A travelling harmonic wave on a string is described by `y(x,t)=7.5sin(0.0050x +12t+pi//4)` (a) what are the displacement and velocity of oscillation of a point at `x=1cm, ` and `t=1s` ? Is this velocity equal to the velocity of wave propagation ?
(b) Locate the point of the string which have the same transverse displacement and velocity as `x=1cm` point at `t=2s, 5s and ` 11s.

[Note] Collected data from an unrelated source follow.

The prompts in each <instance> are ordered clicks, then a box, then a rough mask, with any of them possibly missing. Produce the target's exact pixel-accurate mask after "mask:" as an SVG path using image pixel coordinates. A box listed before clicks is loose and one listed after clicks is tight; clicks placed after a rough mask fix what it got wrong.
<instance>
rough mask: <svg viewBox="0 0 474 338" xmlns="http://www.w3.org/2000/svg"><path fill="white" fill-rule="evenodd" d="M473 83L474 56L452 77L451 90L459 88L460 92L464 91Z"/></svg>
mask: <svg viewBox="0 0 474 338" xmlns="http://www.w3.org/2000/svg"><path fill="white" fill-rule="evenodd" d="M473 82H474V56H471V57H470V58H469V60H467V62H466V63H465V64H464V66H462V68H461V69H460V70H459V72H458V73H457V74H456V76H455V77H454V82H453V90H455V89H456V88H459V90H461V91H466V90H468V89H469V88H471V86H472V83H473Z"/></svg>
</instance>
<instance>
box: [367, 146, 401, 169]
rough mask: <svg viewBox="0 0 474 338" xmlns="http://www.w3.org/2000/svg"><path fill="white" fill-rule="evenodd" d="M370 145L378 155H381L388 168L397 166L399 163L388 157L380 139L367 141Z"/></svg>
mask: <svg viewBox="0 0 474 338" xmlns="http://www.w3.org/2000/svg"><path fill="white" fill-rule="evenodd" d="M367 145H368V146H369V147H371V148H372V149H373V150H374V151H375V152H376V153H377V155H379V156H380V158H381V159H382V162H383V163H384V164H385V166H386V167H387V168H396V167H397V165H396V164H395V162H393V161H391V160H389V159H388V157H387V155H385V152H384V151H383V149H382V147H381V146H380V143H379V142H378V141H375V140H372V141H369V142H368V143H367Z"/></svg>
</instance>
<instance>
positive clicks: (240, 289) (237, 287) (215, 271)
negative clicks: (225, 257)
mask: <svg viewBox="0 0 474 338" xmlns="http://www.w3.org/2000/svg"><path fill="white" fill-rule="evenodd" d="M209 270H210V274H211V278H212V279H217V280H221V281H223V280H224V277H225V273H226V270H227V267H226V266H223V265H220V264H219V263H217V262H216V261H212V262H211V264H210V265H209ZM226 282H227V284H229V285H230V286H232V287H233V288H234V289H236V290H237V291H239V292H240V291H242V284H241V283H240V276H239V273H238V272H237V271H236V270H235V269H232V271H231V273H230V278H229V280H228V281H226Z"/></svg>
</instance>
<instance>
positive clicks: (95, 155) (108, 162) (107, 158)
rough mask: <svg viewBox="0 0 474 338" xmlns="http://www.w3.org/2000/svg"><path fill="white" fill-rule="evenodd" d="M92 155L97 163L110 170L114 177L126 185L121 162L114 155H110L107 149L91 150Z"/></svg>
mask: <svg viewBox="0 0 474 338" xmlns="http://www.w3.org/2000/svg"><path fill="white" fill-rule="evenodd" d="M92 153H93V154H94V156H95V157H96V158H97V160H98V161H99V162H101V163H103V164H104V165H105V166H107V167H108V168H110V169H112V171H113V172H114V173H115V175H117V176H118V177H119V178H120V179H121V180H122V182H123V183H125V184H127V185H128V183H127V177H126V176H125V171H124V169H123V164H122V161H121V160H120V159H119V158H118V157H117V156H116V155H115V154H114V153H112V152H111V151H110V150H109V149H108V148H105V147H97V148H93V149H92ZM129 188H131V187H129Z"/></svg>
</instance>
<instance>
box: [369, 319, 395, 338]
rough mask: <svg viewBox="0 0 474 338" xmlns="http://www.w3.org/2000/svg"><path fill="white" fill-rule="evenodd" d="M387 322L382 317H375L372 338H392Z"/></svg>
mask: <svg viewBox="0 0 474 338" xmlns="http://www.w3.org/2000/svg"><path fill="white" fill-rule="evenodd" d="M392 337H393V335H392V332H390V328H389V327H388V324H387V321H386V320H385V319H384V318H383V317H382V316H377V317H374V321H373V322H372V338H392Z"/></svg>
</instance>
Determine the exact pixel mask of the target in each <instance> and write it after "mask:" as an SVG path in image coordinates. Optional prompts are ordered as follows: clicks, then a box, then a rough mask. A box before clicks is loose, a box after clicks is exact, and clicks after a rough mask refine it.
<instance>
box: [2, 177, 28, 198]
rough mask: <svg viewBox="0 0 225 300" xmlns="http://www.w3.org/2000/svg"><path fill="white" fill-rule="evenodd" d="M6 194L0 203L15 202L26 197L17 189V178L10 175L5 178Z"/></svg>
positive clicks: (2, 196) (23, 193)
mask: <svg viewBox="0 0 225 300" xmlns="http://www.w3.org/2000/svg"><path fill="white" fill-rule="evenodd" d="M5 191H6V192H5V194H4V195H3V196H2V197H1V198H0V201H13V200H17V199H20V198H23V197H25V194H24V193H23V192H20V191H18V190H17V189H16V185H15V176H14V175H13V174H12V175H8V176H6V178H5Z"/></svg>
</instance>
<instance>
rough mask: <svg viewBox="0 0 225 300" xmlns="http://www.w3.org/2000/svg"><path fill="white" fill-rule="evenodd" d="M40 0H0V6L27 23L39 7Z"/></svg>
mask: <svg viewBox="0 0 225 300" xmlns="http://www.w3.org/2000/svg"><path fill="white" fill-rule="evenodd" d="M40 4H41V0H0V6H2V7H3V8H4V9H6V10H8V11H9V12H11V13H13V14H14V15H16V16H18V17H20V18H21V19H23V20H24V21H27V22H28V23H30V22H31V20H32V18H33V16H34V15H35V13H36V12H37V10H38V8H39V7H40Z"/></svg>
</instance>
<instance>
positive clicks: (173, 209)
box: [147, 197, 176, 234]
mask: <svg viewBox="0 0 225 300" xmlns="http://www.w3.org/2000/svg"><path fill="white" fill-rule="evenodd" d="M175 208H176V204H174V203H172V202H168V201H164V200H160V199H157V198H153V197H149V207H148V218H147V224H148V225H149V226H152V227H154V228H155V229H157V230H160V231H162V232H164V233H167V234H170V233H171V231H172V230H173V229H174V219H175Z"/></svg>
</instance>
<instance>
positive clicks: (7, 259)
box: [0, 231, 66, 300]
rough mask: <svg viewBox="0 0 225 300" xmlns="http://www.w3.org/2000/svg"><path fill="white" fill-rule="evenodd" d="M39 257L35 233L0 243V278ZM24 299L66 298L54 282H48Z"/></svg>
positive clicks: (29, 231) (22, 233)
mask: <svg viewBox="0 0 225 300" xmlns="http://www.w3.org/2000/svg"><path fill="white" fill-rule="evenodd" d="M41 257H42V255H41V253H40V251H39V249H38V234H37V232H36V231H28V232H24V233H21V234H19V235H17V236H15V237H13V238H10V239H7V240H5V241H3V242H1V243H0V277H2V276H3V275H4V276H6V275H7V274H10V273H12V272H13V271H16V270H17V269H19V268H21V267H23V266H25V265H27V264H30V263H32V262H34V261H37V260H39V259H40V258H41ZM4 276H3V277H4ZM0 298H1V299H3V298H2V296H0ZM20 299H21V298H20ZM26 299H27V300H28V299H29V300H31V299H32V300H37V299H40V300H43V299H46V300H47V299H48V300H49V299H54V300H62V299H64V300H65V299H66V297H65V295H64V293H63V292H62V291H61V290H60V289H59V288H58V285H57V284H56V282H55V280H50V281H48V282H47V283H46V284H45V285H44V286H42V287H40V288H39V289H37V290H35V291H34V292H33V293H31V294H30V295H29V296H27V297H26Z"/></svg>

(a) The given harmonic wave is:
`y(x,t)=7"sin"(0.0050x+12t+(pi)/(4))`
For x=1 cm and t= 1s
`y(1,1)=7.5 "sin"(0.0050+12+(pi)/(4))`
`=7.5"sin"(12.0050+(pi)/(4))`
`=7.5 "sin"theta`
Where, `theta = 12.0050+(pi)/(4)=12.0050+(3.14)/(4)=12.79` rad
`=(180)/(3.14)xx12.79=732.81^(@)`
`therefore y(1,1)=7.5 "sin"(732.81^(@))`
`=7.5 "sin"(90xx8+12.81)=7.5 "sin"12.81^(@)`
`=7.5xx0.2217`
`=1.6629 ~~ 1.663 cm`
The velocity of the oscillation at a given point and time is given as:
`v=(d)/(dt)y(x,t)=(d)/(dt)[7.5 "sin"(0.0050x+12t+(pi)/(4))]`
`=7.5xx12"cos"(0.0050x+12t+(pi)/(4))`
At x=1cm and t=1 s:
`v=y(1,1)=90 "cos"(12.005+(pi)/(4))`
`=90"cos"(732.81^(@))=90"cos"(12.81^(@))`
`=90xx0.975=87.75 cm//s`
Now, the equation of a propagating wave is given by:
`y(x,t)=a"sin"(kx+wt+phi)`
Where,
`k=(2pi)/(lambda)`
`therefore lambda=(2pi)/(k)`
And `omega=2piv`
`therefore v=(omega)/(2pi)`
Speed , `v=vlambda=(omega)/(k)`
Where,
`omega=12` rad/s
`k=0.0050 m^(-1)`
`therefore v=(12)/(0.0050)=2400` cm/s
Hence, the velocity of the wave oscillation at x = 1 cm and t = 1 s is not equal to the velocity of the wave propagation.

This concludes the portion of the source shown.